The Substance (2024) - Coralie Fargeat does what she wants
Credit: allocine.fr
Here is a film that doesn’t shy away from anything. The Substance, directed by Coralie Fargeat, is one to watch between the fingers or from behind a very large cushion, even for those who are strong of heart and robust in the face of gore. Blood, injections, disfigured beings, an intense – an unnecessary – scene of Dennis Quaid eating shrimp like he’s been starved for a year. Demi Moore is excellent as Elisabeth Sparkle, a fading movie star who is dismissed from the long-running aerobics TV show she has been hosting for years. Following a car crash, a young male nurse tells her about a black market serum that generates a “younger, more beautiful, more perfect” version of one’s self – while one being remains unconscious, the other has seven days to live (the other self requires “stabiliser fluid” injections daily to prevent deterioration), before they must switch again. And so, in grotesque detail, Elisabeth births Sue (a haunting performance from Margaret Qualley), who is immediately hired as “the new Elisabeth Sparkle”, but whose hunger for existence starts to disrupt the balance required to ensure safety for both selves. There is a very literal – and perhaps rather cliché – sense of division in The Substance, one that isn’t hard to distinguish – old and young, beautiful and ugly, self and other. At times, it is strikingly obvious – agonisingly long close ups of Qualley’s buttocks as she records the aerobics show – and at others, less so, in particular a scene in which Elisabeth changes her clothes and makeup multiple times in anticipation of a date, before giving up on it altogether and sitting on her bed aimlessly. It is one of the rare scenes where violent behaviour or gruelling imagery – in her frustration, she manically rubs her face and claws out her hair – produces another emotion besides disgust – in this case, that of disappointment and frustration with one’s own ageing body.
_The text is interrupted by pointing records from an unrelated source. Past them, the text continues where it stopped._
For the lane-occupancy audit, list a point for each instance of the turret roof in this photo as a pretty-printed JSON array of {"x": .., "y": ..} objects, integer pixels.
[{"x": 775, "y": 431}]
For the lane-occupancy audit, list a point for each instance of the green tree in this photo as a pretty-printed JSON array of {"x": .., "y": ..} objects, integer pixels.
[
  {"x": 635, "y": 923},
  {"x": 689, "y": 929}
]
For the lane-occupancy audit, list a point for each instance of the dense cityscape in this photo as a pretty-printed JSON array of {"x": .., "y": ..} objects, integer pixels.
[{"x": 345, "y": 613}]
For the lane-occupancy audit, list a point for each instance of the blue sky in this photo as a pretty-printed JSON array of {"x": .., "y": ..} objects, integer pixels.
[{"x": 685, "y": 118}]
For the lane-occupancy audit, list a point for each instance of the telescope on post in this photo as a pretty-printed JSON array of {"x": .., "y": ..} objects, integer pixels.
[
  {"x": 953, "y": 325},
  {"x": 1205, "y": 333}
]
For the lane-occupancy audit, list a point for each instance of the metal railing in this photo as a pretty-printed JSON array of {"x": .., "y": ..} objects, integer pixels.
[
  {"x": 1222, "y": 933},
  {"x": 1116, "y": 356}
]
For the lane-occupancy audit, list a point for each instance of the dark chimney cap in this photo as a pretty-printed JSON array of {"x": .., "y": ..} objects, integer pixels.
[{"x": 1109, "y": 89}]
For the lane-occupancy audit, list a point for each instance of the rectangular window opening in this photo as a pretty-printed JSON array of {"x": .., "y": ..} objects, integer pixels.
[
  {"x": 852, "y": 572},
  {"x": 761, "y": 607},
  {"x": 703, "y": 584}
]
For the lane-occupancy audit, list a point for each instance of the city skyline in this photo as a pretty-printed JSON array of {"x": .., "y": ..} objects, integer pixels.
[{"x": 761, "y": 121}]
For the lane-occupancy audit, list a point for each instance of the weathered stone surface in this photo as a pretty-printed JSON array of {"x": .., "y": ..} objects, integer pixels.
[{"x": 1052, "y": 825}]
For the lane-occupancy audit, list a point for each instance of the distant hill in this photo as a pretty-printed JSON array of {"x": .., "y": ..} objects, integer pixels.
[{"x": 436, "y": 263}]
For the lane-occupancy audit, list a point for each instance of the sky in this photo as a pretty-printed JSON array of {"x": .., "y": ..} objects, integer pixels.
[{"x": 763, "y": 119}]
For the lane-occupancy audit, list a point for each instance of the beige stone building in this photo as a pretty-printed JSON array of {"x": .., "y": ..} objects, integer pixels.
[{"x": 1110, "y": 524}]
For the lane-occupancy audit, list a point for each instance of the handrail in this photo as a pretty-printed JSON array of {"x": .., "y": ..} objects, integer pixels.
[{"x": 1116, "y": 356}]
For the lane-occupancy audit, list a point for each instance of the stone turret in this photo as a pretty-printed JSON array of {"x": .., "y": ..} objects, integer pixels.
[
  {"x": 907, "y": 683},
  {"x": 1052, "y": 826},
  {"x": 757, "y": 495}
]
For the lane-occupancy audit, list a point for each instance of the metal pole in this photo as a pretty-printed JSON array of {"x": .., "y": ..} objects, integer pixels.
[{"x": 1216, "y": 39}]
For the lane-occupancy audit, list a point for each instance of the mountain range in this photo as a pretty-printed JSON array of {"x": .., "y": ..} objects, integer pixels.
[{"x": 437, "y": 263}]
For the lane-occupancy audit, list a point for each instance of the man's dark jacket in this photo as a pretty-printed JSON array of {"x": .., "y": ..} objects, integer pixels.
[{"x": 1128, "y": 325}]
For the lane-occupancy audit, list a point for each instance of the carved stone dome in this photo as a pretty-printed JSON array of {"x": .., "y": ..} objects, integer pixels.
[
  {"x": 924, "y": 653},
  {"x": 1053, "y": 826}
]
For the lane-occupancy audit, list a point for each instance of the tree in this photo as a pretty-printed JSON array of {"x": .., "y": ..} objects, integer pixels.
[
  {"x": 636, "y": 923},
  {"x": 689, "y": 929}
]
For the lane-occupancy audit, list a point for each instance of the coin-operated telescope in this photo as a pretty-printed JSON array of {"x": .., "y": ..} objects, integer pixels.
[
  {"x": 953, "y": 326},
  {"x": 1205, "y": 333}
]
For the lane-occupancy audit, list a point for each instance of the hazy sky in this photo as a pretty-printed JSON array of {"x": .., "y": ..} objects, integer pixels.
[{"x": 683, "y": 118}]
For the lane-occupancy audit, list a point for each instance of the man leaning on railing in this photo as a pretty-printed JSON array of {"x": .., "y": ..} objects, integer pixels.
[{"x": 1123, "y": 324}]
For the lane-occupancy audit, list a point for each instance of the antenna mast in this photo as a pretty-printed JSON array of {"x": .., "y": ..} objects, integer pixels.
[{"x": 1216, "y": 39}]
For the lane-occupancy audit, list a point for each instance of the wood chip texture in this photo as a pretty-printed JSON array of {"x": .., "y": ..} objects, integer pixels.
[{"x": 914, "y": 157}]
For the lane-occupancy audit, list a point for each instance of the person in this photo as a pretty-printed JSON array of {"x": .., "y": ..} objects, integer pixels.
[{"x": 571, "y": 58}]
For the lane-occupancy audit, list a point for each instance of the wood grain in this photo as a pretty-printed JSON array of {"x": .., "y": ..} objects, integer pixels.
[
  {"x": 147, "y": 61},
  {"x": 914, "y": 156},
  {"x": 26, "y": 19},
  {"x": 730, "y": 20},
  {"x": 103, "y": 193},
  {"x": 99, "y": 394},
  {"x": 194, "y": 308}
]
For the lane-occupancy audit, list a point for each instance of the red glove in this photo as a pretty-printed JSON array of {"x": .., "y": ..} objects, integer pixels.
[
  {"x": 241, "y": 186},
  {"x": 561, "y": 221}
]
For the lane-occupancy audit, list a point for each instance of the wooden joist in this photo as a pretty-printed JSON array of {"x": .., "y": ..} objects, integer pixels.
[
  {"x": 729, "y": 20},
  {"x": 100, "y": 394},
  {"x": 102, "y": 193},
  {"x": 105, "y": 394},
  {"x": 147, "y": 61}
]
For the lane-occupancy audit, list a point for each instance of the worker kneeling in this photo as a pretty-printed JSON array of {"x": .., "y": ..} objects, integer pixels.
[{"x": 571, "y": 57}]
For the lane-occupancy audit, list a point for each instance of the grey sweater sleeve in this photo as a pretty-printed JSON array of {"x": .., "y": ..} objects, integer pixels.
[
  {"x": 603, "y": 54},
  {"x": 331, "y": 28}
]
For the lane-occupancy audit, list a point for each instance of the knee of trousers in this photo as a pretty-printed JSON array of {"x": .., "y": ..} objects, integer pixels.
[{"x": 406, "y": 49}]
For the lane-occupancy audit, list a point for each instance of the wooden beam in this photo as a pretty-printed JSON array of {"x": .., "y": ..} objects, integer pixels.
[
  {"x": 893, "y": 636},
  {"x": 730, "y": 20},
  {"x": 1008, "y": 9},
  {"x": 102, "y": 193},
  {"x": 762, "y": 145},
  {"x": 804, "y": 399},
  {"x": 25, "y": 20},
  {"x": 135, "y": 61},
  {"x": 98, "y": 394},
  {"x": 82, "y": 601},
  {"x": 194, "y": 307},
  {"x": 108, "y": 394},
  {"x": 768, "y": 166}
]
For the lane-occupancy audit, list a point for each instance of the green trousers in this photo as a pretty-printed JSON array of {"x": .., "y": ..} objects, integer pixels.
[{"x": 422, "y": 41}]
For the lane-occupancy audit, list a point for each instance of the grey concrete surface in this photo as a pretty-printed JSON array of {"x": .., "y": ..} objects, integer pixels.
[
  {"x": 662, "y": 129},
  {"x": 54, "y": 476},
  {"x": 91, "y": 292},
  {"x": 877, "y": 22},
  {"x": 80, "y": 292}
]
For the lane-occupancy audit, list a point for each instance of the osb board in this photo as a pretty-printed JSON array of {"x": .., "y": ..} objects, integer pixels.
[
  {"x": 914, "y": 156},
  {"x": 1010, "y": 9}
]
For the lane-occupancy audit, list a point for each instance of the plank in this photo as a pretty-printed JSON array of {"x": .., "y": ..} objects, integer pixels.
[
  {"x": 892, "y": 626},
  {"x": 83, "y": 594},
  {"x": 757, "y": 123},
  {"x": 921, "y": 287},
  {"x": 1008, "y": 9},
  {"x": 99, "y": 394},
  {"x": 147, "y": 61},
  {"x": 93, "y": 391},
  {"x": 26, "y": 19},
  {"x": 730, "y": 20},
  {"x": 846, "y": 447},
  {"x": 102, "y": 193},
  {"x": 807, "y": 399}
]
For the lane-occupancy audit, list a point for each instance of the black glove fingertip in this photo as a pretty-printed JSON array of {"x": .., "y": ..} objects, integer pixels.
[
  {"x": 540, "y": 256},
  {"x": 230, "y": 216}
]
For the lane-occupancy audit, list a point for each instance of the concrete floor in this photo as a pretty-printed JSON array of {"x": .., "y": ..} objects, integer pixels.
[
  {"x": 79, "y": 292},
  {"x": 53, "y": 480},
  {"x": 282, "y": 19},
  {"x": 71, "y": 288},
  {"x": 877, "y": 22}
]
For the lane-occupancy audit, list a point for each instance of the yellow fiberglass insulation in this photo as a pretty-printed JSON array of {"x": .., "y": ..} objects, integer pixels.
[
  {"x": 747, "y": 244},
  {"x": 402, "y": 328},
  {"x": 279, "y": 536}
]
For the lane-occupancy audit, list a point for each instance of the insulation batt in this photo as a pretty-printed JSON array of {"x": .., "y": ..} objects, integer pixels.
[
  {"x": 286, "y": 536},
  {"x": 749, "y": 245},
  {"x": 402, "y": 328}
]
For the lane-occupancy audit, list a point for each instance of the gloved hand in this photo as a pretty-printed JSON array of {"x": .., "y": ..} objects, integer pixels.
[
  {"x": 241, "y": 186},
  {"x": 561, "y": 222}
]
This is not to say that all of The Substance’s gore is gratuitous. Sue’s abuse of Elisabeth’s body carries a large part of the film, never showing signs of slowing down – at first, it is quiet, an extra couple of hours so that Sue can dress up and party, or have sex with a stranger. Then, gradually, a day more is stolen, then another, to disastrous consequences for Elisabeth. This would all be well and good were it not for the final forty minutes of the film, which seem to take everything The Substance has expressed so far and burn it. It is here that Fargeat’s latest falls victim to its sheer desire to disgust – while some of its grossest scenes are clever and reasonable, others seem to grace the screen simply to make people squirm (see shrimp). Is this necessarily a bad thing? For splatters or extreme cinema, perhaps not. For a film like The Substance, with its underlying message of women’s relationship to their bodies, the fear of ageing, the dangers of plastic surgery, it falls flat, shock value that hides a struggle to wrap a plotline or scene. Nevertheless, The Substance is efficient, to say the least – aesthetically pleasing, atmospheric in location and sound, intense, and featuring the impeccable Moore and Qualley duo-as-one, who each hold their own while the other lies on the bathroom floor.